The focus of the immunization programme is on supporting the State’s efforts to eliminate measles, control rubella, introduce newer vaccines and address coverage issues in urban slums and pockets of low immunization coverage in the state. UNICEF also prioritizes improving the quality of cold chain and supply chain systems to ensure the quality of vaccines.
The State has a relatively good governance mechanism and the potential to demonstrate innovations in the field of nutrition. Hence, UNICEF focuses on ensuring that the most vulnerable populations can access nutrition services provided by the government.
UNICEF focuses on building the capacities of state and district officials for effective implementation of the sanitation programme, including timely delivery of services. In alliance with the public and private sector and civil society organizations, UNICEF is helping to create a large pool of swachh grahis (sanitation volunteers) in districts, blocks and gram panchayats to campaign for the creation of sustainable open defecation free communities.
UNICEF advocates with the state for improved policies and strategies for developing water safety and security plans in coordination with other departments. Support is given to the state in developing the capacities of officials for effective service delivery, promoting child-friendly technologies and for sustainable operation and management of water, sanitation and hygiene facilities in schools, Anganwadis and healthcare facilities. A key component of UNICEF’s work is incorporating social and behaviour change communication approaches in all government programmes that address water, sanitation and hygiene services for improved participation of communities and local institutions.
UNICEF supports building the capacities of government departments for effective coordination, implementation and monitoring of the education programme.
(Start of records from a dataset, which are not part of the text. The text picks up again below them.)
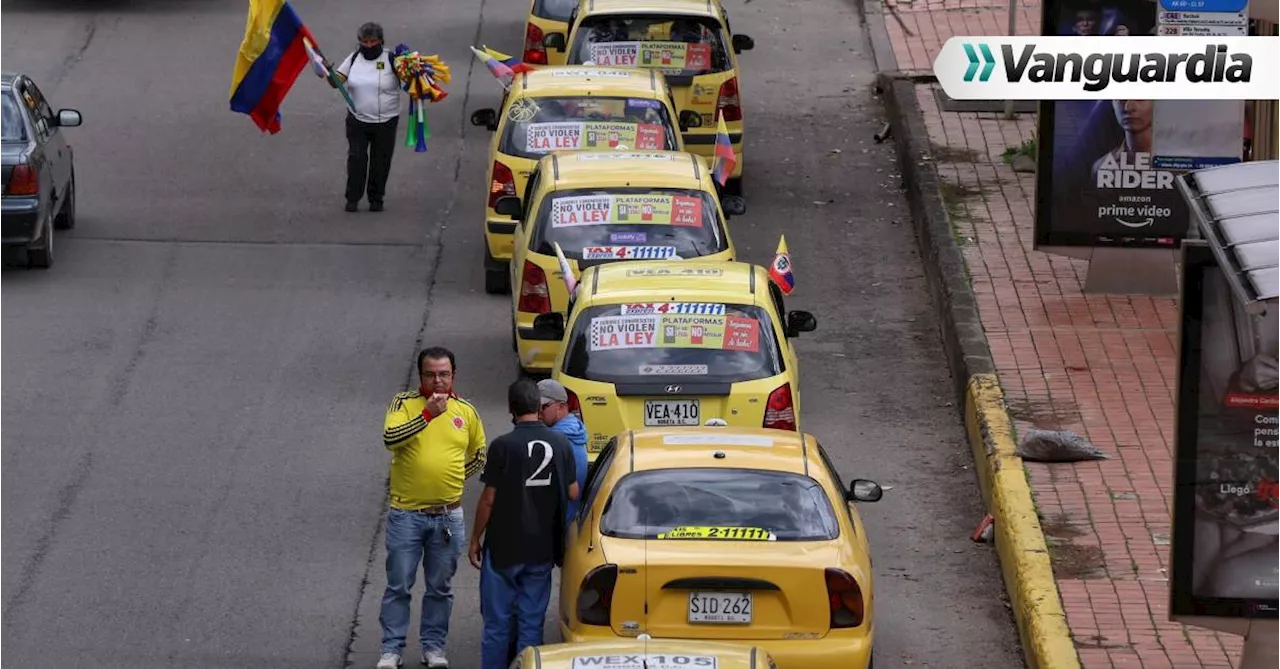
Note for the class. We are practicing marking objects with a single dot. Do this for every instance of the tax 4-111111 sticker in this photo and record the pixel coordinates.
(629, 252)
(641, 660)
(703, 308)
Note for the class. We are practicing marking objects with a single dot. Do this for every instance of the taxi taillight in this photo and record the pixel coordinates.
(503, 183)
(534, 294)
(845, 599)
(535, 54)
(23, 181)
(780, 409)
(730, 105)
(595, 598)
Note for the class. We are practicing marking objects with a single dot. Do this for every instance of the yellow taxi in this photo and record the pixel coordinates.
(723, 535)
(566, 109)
(607, 207)
(686, 40)
(545, 30)
(677, 343)
(643, 653)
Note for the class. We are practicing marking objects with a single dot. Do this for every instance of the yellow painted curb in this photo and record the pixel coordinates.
(1024, 557)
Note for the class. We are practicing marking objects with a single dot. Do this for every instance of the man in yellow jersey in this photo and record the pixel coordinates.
(437, 443)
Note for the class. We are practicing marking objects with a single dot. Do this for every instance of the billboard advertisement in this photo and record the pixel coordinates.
(1098, 179)
(1226, 480)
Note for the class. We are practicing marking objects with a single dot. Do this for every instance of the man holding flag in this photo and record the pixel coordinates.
(374, 118)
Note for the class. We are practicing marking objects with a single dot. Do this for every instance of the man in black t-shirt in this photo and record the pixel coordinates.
(529, 481)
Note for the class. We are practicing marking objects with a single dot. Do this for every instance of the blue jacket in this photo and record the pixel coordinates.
(571, 426)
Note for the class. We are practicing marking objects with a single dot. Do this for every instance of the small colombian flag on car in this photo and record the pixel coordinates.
(780, 270)
(725, 157)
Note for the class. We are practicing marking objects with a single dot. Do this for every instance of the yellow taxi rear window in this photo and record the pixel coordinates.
(677, 46)
(703, 342)
(629, 224)
(720, 504)
(538, 125)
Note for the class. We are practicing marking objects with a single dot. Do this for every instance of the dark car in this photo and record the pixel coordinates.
(37, 173)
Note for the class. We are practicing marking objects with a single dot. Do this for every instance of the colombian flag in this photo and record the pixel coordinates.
(270, 59)
(725, 157)
(511, 62)
(781, 267)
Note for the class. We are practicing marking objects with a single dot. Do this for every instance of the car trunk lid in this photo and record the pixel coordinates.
(708, 590)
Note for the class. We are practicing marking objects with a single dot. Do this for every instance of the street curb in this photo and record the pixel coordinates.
(1024, 558)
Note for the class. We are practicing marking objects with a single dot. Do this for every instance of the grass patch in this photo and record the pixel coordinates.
(1027, 149)
(954, 197)
(955, 154)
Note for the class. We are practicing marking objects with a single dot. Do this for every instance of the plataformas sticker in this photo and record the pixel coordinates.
(644, 661)
(741, 534)
(592, 136)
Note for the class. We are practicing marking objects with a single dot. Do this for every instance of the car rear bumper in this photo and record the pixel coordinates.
(19, 220)
(828, 653)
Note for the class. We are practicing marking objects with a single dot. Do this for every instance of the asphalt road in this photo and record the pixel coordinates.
(191, 399)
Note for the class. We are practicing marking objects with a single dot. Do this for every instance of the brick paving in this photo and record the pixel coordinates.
(1104, 366)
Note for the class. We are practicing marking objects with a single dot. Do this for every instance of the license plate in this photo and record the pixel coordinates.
(671, 412)
(731, 608)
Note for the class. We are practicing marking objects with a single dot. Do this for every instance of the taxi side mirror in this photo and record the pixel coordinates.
(551, 325)
(485, 118)
(734, 205)
(554, 40)
(800, 321)
(689, 119)
(508, 206)
(864, 490)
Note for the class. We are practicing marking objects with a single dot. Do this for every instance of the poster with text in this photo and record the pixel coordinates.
(1097, 183)
(1226, 484)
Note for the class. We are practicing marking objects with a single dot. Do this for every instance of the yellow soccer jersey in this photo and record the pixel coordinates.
(432, 459)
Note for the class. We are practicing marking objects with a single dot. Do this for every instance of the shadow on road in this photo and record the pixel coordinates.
(123, 7)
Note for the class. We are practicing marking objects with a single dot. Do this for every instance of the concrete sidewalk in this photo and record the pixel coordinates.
(1104, 366)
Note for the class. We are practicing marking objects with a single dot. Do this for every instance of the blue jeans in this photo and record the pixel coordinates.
(412, 539)
(520, 591)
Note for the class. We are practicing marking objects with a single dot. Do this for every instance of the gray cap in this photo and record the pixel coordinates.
(551, 390)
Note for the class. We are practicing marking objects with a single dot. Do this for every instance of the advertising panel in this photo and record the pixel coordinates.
(1098, 182)
(1226, 495)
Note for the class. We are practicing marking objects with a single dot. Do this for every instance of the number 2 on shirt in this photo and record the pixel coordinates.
(534, 481)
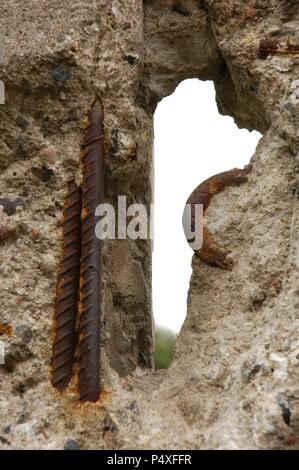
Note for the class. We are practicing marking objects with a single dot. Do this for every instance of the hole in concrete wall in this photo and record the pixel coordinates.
(192, 142)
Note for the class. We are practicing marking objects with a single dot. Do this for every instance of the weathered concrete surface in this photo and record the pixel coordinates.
(234, 380)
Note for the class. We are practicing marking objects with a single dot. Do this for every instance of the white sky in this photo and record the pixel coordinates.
(192, 142)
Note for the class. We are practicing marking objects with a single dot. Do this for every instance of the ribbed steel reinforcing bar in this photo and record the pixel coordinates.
(90, 283)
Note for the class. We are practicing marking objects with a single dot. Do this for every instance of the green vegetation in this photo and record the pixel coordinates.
(164, 344)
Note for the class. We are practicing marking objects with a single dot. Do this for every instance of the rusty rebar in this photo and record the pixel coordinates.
(272, 46)
(67, 294)
(211, 252)
(90, 284)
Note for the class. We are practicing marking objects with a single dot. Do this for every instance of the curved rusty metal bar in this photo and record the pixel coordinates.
(211, 252)
(67, 293)
(90, 284)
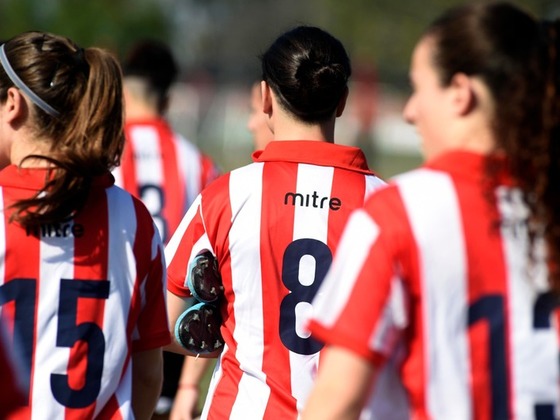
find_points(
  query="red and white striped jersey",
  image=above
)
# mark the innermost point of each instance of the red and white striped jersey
(438, 265)
(164, 170)
(12, 397)
(80, 297)
(273, 226)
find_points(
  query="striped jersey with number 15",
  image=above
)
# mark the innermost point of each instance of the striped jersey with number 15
(80, 297)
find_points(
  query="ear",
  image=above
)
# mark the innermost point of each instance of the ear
(266, 98)
(15, 106)
(342, 103)
(463, 96)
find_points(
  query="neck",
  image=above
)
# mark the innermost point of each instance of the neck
(287, 128)
(25, 147)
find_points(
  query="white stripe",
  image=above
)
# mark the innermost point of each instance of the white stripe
(175, 241)
(373, 183)
(358, 237)
(214, 381)
(148, 160)
(247, 287)
(56, 263)
(188, 159)
(310, 222)
(431, 203)
(121, 275)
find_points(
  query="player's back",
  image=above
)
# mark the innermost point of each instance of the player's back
(80, 297)
(273, 226)
(485, 313)
(164, 170)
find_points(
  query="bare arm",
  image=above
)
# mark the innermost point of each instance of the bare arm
(147, 379)
(185, 404)
(342, 386)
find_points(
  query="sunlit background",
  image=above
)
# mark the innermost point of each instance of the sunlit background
(217, 44)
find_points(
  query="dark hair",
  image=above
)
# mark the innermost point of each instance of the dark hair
(308, 70)
(518, 59)
(152, 61)
(84, 86)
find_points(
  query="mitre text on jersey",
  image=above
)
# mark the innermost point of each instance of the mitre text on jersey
(312, 200)
(57, 230)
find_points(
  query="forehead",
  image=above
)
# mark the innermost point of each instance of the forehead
(422, 58)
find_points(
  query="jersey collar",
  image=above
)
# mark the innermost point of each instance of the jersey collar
(34, 178)
(315, 153)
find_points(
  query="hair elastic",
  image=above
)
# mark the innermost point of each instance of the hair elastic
(23, 87)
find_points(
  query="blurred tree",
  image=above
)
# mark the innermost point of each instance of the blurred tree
(113, 24)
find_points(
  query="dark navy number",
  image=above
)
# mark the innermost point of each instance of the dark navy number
(23, 292)
(300, 292)
(154, 199)
(546, 303)
(490, 309)
(70, 332)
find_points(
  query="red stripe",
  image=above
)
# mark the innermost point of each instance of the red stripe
(22, 260)
(226, 389)
(277, 222)
(349, 187)
(128, 169)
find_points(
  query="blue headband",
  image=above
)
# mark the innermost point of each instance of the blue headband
(23, 87)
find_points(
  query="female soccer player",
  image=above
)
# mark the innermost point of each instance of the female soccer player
(82, 275)
(272, 227)
(454, 266)
(159, 166)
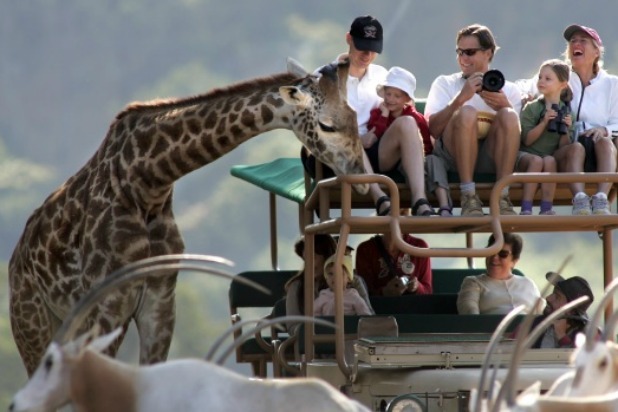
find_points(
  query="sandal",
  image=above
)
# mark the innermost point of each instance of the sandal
(445, 211)
(380, 202)
(420, 202)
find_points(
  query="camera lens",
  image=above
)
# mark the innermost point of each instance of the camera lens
(493, 80)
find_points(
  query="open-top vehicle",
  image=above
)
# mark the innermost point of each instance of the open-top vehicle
(433, 358)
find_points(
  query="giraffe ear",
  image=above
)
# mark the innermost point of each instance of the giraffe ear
(294, 96)
(295, 68)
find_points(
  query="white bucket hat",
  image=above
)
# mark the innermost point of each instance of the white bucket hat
(399, 78)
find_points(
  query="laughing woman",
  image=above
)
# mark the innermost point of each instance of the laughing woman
(595, 116)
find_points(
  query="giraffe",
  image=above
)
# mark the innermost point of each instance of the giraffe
(118, 207)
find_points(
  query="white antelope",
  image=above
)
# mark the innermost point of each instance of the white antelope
(79, 374)
(75, 372)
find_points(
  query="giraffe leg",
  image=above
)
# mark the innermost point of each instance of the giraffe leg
(155, 320)
(32, 322)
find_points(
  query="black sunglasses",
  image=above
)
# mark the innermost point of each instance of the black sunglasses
(503, 254)
(468, 52)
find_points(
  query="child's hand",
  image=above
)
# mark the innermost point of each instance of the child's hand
(550, 114)
(369, 138)
(383, 109)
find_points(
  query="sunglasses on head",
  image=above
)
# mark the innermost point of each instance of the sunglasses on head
(468, 52)
(503, 254)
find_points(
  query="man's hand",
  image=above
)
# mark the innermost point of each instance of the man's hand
(495, 100)
(472, 86)
(395, 287)
(413, 285)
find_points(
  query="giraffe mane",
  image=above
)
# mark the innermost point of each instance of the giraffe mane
(241, 87)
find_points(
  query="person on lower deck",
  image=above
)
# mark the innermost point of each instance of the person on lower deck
(353, 303)
(499, 291)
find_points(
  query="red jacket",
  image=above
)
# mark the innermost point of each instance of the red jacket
(381, 123)
(371, 266)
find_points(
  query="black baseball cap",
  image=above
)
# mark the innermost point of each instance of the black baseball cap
(572, 288)
(366, 32)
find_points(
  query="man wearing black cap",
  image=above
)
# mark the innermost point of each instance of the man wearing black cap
(562, 333)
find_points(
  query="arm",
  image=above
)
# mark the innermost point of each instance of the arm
(469, 296)
(367, 266)
(359, 305)
(439, 115)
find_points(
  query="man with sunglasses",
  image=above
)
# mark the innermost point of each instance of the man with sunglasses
(452, 109)
(498, 291)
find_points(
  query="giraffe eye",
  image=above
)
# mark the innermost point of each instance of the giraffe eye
(326, 128)
(49, 362)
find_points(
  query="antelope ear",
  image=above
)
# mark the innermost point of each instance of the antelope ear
(101, 343)
(580, 340)
(294, 96)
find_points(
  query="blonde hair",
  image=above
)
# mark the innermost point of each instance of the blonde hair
(598, 62)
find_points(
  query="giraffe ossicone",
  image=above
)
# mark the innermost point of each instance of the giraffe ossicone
(117, 208)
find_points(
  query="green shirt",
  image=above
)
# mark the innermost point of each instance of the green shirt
(531, 116)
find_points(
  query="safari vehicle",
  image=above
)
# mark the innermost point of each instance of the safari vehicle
(433, 359)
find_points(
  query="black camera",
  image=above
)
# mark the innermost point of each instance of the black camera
(557, 124)
(493, 80)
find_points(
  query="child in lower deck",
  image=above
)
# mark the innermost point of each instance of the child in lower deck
(545, 127)
(353, 303)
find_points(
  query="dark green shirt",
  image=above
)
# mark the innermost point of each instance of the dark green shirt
(531, 116)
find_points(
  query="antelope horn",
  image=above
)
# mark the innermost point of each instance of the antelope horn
(158, 265)
(493, 342)
(609, 333)
(508, 388)
(261, 324)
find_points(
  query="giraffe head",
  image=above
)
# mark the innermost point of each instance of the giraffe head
(324, 122)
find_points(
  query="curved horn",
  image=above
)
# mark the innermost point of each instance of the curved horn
(261, 324)
(159, 265)
(609, 333)
(508, 389)
(593, 325)
(491, 346)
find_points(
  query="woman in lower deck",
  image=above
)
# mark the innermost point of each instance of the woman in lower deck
(499, 291)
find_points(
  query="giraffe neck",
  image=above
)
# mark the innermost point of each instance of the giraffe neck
(162, 141)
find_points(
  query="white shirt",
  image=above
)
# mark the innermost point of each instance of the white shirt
(362, 94)
(445, 87)
(483, 294)
(596, 104)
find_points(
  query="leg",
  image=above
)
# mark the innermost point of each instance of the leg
(402, 141)
(460, 140)
(502, 145)
(570, 159)
(529, 163)
(503, 141)
(548, 189)
(605, 152)
(379, 197)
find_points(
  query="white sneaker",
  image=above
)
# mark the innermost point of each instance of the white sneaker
(600, 205)
(581, 205)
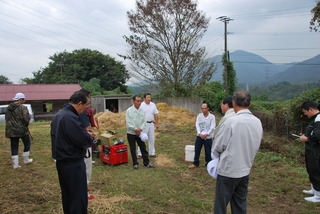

A key part of the advocacy efforts is on promoting model alternative elementary education systems that are flexible and inclusive in reaching out to out-of-school children and adolescents, especially those from marginalized communities.
UNICEF also uses technology-based learning and instruction methods to demonstrate quality models that help improve learning outcomes for children from marginalized communities, those with disabilities and in urban slums.
UNICEF gives priority to strengthening implementation of social protection schemes that enable parents to send their children to school. UNICEF supports the state and districts by strengthening child protection units through Child Protection Services, including setting up monitoring systems to protect children.
Priority is given to strengthening systems that prevent institutionalization of children and advocacy is focused on linkages with social protection schemes as a strategy to strengthen families and reduce the demand for residential care. UNICEF works with the state to strengthen enforcement of laws to prevent child marriage and focuses on placing violence against children and child marriage in the public agenda to generate dialogue and make the issue increasingly visible and politically important.
The cross-cutting interventions of UNICEF’s programmes are built around two life cycle phases – early childhood development (0-6 years) and adolescent empowerment (10-19 years) – which cut across all the programme outcomes to address children’s and women’s rights.
The state is prone to natural disasters with three districts vulnerable to cyclones, affecting a sizable proportion of the state’s population. Statutory bodies like the State Disaster Management Authority and District Disaster Management Authority are not fully functional yet. UNICEF builds the capacities of states and select districts for timely delivery of health care services and sustainable management of climate-resilient safe water systems. UNICEF is working with drought-affected districts in the State to develop an emergency preparedness plan for food and nutrition security. The focus is also on mainstreaming child protection policies into disaster risk reduction initiatives for school safety.